During the hour-long program, he discussed how the war started, the intermingled royal houses who governed the countries and its ramifications still being felt today.
"World War II was actually chapter two of World War I," he said. "It also resulted in the Korean war as well as Vietnam and even ISIS."
Hinkle, who has a masters' degree in library science started researching the years from 1914 to 1918 after he read about how opposing troops took time off in 1914 and held a Christmas break from the fighting, meeting in the shell-cratered and bloody no-man's land between the trenches.

He presented slides and maps showing how the embattled countries lined up against each other and listed how the toll of battles claimed millions of lives.
Hinkle's stop in Henryetta marked the near-completion of his tour around Oklahoma discussing the war. He has four more stops with the final program to be held at his home church in Oklahoma City on Nov. 11. He said he will end that program at 11 a.m. with the church bells throughout the state's Capitol marking the end of that segment of history.
Governor Mary Fallin has asked municipalities, religious congregations, military installations, organizations and cemeteries to ring bells Sunday, Nov. 11, to commemorate the 100th anniversary of the end of World War I.

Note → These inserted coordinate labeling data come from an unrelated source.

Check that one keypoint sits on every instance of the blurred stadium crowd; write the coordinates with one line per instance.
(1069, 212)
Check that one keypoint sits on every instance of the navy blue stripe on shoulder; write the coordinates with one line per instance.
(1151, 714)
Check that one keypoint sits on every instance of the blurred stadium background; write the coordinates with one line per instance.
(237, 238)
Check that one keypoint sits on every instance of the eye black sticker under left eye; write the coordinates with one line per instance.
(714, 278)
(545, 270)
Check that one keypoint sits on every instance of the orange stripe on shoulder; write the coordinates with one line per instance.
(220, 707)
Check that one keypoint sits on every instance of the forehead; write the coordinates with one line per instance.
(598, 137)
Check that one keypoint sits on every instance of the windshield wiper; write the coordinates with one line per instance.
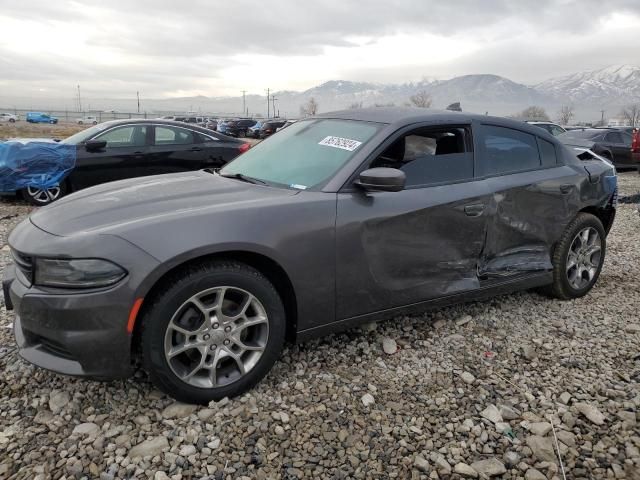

The groups are asked to participate in the tolling of the bells at 11 a.m. Oklahoma time on Nov. 11, the 100th anniversary of the signing of the Armistice that ended hostilities in World War I. The U.S. World War One Centennial Commission is calling on Americans across the nation to toll bells at the eleventh hour of the eleventh day of the eleventh month to mark this solemn occasion.
World War I took place between July 1914 and November 1918, and is among the deadliest conflicts in world history. The United States officially entered the war on April 6, 1917. During the conflict, 116,516 Americans were killed, including 1,820 from Oklahoma. More than 200,000 Americans were wounded.
The governor issued a proclamation declaring Nov. 11 as “Bells of Remembrance Day” in Oklahoma, asking Oklahomans to participate in the remembrance.
“The tolling of bells is a traditional expression of honor and remembrance for those who died serving our nation,” said Fallin. “The bell tolling provides a solemn reminder of the sacrifice and service of veterans of World War I, and all veterans.”